At the state level, individual states are increasingly aggressive in passing legislation and implementing regulations designed to control pharmaceutical and biological product pricing, including price or patient reimbursement constraints, discounts, restrictions on certain product access and marketing cost disclosure and transparency measures, and, in some cases, designed to encourage importation from other countries and bulk purchasing. This is increasingly true with respect to products approved pursuant to the accelerated approval pathway. State Medicaid programs and other payers are developing strategies and implementing significant coverage barriers, or refusing to cover these products outright, arguing that accelerated approval drugs have insufficient or limited evidence despite meeting the FDA’s standards for accelerated approval. In addition, regional healthcare organizations and individual hospitals are increasingly using bidding procedures to determine what pharmaceutical products and which suppliers will be included in their prescription product and other healthcare programs. These measures could reduce the ultimate demand for our products, once approved, or put pressure on our product pricing. We expect that additional state and federal healthcare reform measures will be adopted in the future, any of which could limit the amounts that federal and state governments will pay for healthcare products and services, which could result in reduced demand for our product candidates or additional pricing pressures.

Finally, outside of the United States, in some countries, including those of the European Union, the pricing of prescription pharmaceuticals is subject to governmental control and access. In these countries, official list price country pricing negotiations with governmental authorities can take considerable time after the receipt of marketing approval for a product.
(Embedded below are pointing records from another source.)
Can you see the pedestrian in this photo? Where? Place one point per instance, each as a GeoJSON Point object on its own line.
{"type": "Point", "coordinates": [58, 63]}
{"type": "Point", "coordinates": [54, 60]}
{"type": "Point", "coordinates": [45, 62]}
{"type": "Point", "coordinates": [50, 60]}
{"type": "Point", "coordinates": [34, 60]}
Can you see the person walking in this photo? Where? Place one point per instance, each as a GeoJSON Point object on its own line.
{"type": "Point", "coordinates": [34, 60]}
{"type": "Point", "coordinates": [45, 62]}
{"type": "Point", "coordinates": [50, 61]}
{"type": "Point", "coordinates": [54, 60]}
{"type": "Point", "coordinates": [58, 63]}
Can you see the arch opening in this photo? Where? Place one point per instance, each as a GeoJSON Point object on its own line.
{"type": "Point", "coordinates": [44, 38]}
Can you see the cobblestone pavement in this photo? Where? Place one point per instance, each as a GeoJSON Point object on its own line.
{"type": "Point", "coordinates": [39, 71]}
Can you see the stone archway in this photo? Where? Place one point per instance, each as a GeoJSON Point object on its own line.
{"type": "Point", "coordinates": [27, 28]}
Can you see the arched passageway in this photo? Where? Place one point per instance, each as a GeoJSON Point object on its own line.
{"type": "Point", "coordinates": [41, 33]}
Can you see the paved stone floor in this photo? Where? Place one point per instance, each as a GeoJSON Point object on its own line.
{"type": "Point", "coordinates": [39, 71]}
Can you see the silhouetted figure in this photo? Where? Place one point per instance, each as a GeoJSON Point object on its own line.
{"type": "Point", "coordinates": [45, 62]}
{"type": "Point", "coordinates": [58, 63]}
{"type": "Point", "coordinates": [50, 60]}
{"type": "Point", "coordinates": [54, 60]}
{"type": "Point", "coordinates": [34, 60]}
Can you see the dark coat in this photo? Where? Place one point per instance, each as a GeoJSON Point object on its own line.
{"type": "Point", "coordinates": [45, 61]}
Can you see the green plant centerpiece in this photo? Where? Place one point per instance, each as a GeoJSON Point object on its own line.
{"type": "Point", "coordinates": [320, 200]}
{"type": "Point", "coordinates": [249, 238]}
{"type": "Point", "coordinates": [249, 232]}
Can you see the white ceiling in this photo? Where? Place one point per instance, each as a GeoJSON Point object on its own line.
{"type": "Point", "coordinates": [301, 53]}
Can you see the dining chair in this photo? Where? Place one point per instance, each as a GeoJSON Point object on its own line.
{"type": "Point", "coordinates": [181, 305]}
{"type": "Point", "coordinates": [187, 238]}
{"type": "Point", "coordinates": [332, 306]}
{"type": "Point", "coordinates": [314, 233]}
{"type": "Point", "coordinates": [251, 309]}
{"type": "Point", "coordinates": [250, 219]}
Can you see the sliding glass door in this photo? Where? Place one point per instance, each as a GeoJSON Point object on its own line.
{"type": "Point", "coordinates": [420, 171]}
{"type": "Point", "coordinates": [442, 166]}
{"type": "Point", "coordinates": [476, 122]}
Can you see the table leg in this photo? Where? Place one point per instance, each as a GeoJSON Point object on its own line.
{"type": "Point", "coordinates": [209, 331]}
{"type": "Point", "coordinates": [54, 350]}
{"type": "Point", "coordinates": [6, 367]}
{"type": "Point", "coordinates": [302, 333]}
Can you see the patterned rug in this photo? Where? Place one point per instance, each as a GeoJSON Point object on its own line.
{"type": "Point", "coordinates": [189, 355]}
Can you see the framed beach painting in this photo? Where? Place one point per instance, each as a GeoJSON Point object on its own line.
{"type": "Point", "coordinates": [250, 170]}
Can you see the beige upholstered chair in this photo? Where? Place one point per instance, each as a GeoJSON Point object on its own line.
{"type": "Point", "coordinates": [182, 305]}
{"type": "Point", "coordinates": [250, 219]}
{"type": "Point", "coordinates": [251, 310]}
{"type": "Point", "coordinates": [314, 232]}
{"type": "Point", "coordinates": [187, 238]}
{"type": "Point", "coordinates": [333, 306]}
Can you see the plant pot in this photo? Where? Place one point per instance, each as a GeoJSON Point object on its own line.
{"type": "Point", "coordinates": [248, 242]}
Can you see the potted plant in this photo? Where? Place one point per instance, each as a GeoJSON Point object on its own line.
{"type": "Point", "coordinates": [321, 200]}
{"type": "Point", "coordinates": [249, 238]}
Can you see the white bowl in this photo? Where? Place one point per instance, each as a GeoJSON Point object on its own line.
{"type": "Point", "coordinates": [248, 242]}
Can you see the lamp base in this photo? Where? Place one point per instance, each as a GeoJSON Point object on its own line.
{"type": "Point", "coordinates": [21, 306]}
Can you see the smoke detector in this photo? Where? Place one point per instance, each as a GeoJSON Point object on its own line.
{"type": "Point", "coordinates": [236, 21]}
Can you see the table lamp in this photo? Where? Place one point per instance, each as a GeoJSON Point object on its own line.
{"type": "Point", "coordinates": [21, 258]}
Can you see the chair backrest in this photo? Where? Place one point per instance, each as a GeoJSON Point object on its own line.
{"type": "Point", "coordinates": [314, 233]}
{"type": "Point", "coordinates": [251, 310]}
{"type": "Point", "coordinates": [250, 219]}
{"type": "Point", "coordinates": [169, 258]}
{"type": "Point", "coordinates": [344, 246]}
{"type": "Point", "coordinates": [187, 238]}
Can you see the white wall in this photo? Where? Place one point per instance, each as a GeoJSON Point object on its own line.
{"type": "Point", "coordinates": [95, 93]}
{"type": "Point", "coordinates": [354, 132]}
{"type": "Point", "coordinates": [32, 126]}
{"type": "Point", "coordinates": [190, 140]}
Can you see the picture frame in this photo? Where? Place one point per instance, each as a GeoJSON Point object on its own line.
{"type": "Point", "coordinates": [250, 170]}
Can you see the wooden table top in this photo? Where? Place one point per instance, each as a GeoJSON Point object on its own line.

To obtain reimbursement or pricing approval in some countries, we may be required to conduct a clinical trial that compares the cost-effectiveness of our product to other available therapies.

These measures, as well as others adopted in the future, may result in additional downward pressure on the price that we receive for any approved product it or its collaborators might bring to market. Accordingly, such reforms, if enacted, could have an adverse effect on anticipated revenue from product candidates that we may successfully develop and for which we may obtain marketing approval and may affect our overall financial condition and ability to develop or commercialize product candidates.

We are subject to stringent privacy laws, information security laws, regulations, policies and contractual obligations related to data privacy and security and changes in such laws, regulations, policies, contractual obligations and failure to comply with such requirements could subject us to significant fines and penalties, which may have a material adverse effect on our business, financial condition or results of operations.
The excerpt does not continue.